TV

Baby Reindeer’s Ending is the Perfect Cap for this Staggering Netflix Series


The drink at the bar wasn’t the first time Donny had mirrored Martha in Baby Reindeer. Parallels are drawn between them through the eyes of his ex-girlfriends Keeley and Teri. After Martha is convicted, Donny continues to obsessively catalogue her messages to him, telling Keeley “you really do get a sense of how mad she was,” while coming across every bit as unhinged. In an earlier episode, Teri had described Martha as “a fantasist who’s constructed an entire identity for herself” – the dramatic irony being that she didn’t know Donny had done exactly the same by posing as a builder named Tony on the dating app where they met.

There’s remarkable empathy in Baby Reindeer’s choice to show where Donny and Martha overlap, and remarkable frankness in the scene that precedes that final moment.
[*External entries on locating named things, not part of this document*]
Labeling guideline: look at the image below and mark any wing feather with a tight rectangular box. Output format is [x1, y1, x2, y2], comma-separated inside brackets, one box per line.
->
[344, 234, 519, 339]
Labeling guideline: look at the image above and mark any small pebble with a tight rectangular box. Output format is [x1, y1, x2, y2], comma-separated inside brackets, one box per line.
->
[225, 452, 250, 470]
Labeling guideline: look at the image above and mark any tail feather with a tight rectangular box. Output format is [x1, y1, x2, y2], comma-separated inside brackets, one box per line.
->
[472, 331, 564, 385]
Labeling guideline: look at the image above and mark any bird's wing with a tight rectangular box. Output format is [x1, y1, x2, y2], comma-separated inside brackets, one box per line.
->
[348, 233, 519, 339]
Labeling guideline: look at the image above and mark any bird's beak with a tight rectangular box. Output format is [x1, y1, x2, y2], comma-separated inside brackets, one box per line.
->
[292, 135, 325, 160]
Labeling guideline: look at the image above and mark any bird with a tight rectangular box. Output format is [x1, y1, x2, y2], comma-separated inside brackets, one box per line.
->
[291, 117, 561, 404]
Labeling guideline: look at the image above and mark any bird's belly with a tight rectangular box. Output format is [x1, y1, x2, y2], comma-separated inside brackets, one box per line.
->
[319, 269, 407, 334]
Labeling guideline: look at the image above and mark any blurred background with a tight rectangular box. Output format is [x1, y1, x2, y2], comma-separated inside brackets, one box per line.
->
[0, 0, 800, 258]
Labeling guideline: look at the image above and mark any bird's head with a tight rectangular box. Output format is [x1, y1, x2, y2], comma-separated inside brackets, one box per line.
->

Before Donny walks into that bar, he’s at an extremely low ebb and so chooses to listen to a playlist of Martha’s voicemails tagged as ‘complimentary’. Through his earphones, he hears his now-convicted stalker – the woman who violently attacked his girlfriend, harassed his family and sexually assaulted him – tell him how attractive, talented, special and funny he is. At his lowest point, Donny finds comfort in Martha telling him that he shines.
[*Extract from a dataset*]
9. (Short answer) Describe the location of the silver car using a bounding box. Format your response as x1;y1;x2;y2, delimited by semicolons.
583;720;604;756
It doesn’t matter whether or not Gadd pressed play on those messages in real life; it’s a neat TV way to express how his damaged psyche finds validation from his stalker’s attention.

Confronting Darien O’Connor

Donny needs bolstering in those final scenes because he’s just visited the man who, years earlier, drugged and sexually assaulted him over a series of attacks that culminated in rape. After publicly sharing his experience of abuse in an unplanned monologue at a comedy competition (in reality, Gadd wrote and performed a celebrated Edinburgh show about it), Donny goes to his attacker’s flat. Fresh from glimpsing the violent revenge fantasies he’s scrawled on notes posted around his bedroom wall, we anticipate a confrontation. Is Donny about to really lay into this piece of shit? Will he expunge all the rage, self-hatred and doubt he’s suffered since the attacks, and come away a new man?
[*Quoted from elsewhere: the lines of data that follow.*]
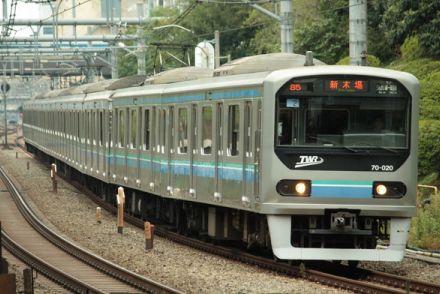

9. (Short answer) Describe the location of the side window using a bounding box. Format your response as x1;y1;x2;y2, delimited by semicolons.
130;109;138;149
84;111;90;144
118;109;125;148
228;105;240;156
144;109;151;150
202;106;212;155
244;101;252;156
177;108;188;154
90;111;96;145
98;111;104;147
159;109;167;148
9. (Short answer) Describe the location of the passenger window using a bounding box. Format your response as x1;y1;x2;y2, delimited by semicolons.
159;109;166;148
130;109;138;149
177;108;188;154
118;110;125;148
144;109;151;150
90;111;96;145
228;105;240;156
244;102;252;156
98;111;104;146
202;106;212;155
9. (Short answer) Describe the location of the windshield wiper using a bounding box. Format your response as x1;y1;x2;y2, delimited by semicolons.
308;136;359;153
346;142;399;154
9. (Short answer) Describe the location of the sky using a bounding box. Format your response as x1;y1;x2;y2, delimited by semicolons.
0;0;51;36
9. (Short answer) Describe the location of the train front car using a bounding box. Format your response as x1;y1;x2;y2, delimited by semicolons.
261;66;419;261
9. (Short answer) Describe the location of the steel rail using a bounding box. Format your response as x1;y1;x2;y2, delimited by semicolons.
79;182;422;294
0;167;182;293
15;141;440;294
1;231;103;293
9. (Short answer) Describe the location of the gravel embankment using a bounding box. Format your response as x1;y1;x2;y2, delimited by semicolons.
0;142;347;294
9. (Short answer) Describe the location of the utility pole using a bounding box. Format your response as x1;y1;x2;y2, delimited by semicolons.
2;0;8;35
349;0;367;65
242;0;293;53
136;2;147;75
280;0;293;53
214;30;220;68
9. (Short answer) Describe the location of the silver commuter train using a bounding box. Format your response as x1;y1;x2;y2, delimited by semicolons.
23;54;419;261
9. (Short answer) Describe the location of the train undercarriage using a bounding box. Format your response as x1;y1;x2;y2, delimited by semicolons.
27;145;390;260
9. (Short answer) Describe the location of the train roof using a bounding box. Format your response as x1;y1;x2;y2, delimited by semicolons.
214;53;325;77
145;66;213;85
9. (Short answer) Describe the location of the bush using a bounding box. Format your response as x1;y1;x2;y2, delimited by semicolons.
419;120;440;176
409;195;440;249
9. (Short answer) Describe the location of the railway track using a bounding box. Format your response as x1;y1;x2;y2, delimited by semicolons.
77;176;440;294
0;167;180;293
9;141;440;293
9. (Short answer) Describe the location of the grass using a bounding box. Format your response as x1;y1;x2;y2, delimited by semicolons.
409;188;440;250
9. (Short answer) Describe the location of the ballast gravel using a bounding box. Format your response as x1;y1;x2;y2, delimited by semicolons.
0;137;440;294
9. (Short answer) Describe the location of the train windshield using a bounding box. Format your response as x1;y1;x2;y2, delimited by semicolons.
275;95;410;149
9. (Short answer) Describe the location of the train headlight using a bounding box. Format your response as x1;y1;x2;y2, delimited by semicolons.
277;180;310;197
295;182;307;195
373;182;406;198
375;184;387;196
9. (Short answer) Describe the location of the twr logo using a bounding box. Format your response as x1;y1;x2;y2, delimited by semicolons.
295;155;324;168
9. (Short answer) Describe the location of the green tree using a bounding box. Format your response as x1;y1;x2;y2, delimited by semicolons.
179;2;254;59
295;0;348;64
419;120;440;176
381;0;440;57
No, is Baby Reindeer‘s gut-twistingly honest answer. Donny marches in to his rapist’s flat… and does nothing. He finds himself right back in the same screwed-up power dynamic from years earlier and behaves just as he did back then. He doesn’t castrate the man, he accepts a drink and an offer of work from him, and even apologises for having disappeared from his life. Even when his rapist comes close to acknowledging the assaults when he describes Donny’s confessional viral video as “very brave”, and promises that their new venture “won’t be like last time”, Donny is unable to do or say a thing. He leaves the flat and breaks down in the street outside.

It’s crushing, for Donny and for us, but it’s also one of the most truthful scenes on screen about the poisonous power sexual abusers continue to hold over their victims. A cathartic confrontation between Donny and his rapist might have been the expected TV version of events, but this frozen regression is the honest one.